Cardoso must know that if inflation returns, he's a
dead duck. His two election victories have been
based on his record of instituting price stability.
"The government can't let inflation take off with this
backdrop of unemployment and recession," argues
Walter Stoeppelwerth, an analyst with Flemings in
Sao Paulo.

Plus, if Cardoso's team decides to restructure its
domestic government debt, the banks are in trouble,
since they hold huge amounts of government paper.
Any restructuring would mean the banks earning a
lot less interest on those positions, which would
impair their income statements and reduce their
lending capacity.

And weaker banks would add another nasty twist to
the imbroglio. "One reason the Brazilian market
isn't already down 50% is that the financial system
is relatively solid," says Lisa Riley, a Latin banks
analyst at Lehman Brothers.

As the debt problem illustrates, Cardoso has run
out of easy options.
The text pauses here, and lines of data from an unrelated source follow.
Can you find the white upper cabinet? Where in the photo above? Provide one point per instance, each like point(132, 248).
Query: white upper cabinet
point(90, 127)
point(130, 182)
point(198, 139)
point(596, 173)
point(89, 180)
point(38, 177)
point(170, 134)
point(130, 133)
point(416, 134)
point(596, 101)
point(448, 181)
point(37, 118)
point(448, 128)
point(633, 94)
He can't default, but in many
ways he has to. He can't lower rates, but he can't
keep them this high. Something has to give.

The only hope may be that, as the crisis reaches
its peak, Cardoso, Congress and the people work
as one on a far-reaching reform effort. This is, after
all, what happened in Argentina in 1990 and 1991,
and that country has weathered many storms
since. That, regrettably, is the only ray of hope.



To: Steve Fancy who wrote (12180)1/21/1999 3:19:00 PM
From: Steve Fancy  Respond to of 22640
 
Brazil GM Unit Backs Off On Price Hike; Eases Increase
Dow Jones Newswires

SAO PAULO -- Brazil's unit of General Motors Corp. (GM) Thursday backed off an earlier threat to hike prices today between 1.99% and 11.37%, depending on the model, a company spokesman said Thursday.

GM decided to cut the rate of increase and will raise prices between 1.99% and 5.5% as of Monday, he said, adding that the company may comment on its decision later.

The price hike was triggered by the local currency's steep depreciation following a free-float foreign exchange regime adopted last Monday.

GM argued that the depreciation increased production costs owing to imported parts used in locally-made vehicles.

The previous decision by GM sparked severe criticism by the local media and analysts, as the price increase was also valid for cars that were already in stock.

With the price increase, GM ended up challenging President Fernando Henrique Cardoso, who had earlier this week said he wouldn't tolerate preventive price increases.

The president had threatened to lower import duties to combat potential inflation if companies that raise prices before production costs effectively go up.

Local daily O Estado de Sao Paulo also reported Thursday that Brazil's Ford Motor (F) unit announced price increases between 2% and 11%, valid as of Friday.